Sayın Cumhurbaşkanı’na yeni görevinde Cenab-ı Allah’tan muvaffakiyetler diliyorum.
Millî davamız Kıbrıs’ta adil, kalıcı ve Ada’daki gerçeklere uygun bir çözüme ulaşılmasına yönelik mücadelemizi Sayın Erhürman’la yakın eş güdüm içerisinde, kararlılıkla sürdüreceğiz.
Sayın Cumhurbaşkanı’yla bugünkü görüşmemizde Kıbrıs meselesine yegâne çözümün, daha önce ilan ettiğimiz üzere Ada’da iki devletin bir arada varoluşuyla mümkün olabileceğini teyit ettik.
Bizim Kıbrıs davasındaki duruşumuz her zaman net olmuştur.
Kıbrıs meselesinin bugüne kadar çözümsüz kalışının temelinde, Rum tarafının Kıbrıs Türklerinin egemen eşitliği ve eşit uluslararası statüsünü reddetmesi vardır.
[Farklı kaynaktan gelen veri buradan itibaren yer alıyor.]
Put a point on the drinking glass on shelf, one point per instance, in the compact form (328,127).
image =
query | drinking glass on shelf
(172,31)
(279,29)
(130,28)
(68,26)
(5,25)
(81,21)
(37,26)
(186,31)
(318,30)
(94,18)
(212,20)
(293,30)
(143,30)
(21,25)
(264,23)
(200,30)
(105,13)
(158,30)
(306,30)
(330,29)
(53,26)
Rum tarafı, Kıbrıs için çözümü 1963’te silah zoruyla ele geçirdiği, bugün ise hiçbir hükmü kalmamış olan ortaklık devletinde Kıbrıslı Türkleri azınlık konumuna indirgemekte görüyor.
Sayın Cumhurbaşkanı’nın Rum tarafına son dönemde verdiği mesajlarda Kıbrıs Türkü’nün egemen eşitliğinden taviz verilmeyeceğini vurgulamasını oldukça isabetli bulunuyorum.
Görüşmelerimizde Kıbrıs Türkü’nün refahını artırmak, gündelik hayatını kolaylaştırmak ve on yıllardır maruz kaldığı tecritten en az ölçüde etkilenmesini sağlamak üzere hayata geçirdiğimiz projeleri değerlendirdik.
Kuzey Kıbrıs Türk Cumhuriyeti’nin uluslararası toplumda layığıyla temsil edilebilmesi, sesini ve uğradığı haksızlıkları dünyaya duyurabilmesi için siyasi ve diplomatik gayretlerimiz eş güdüm halinde devam edecektir.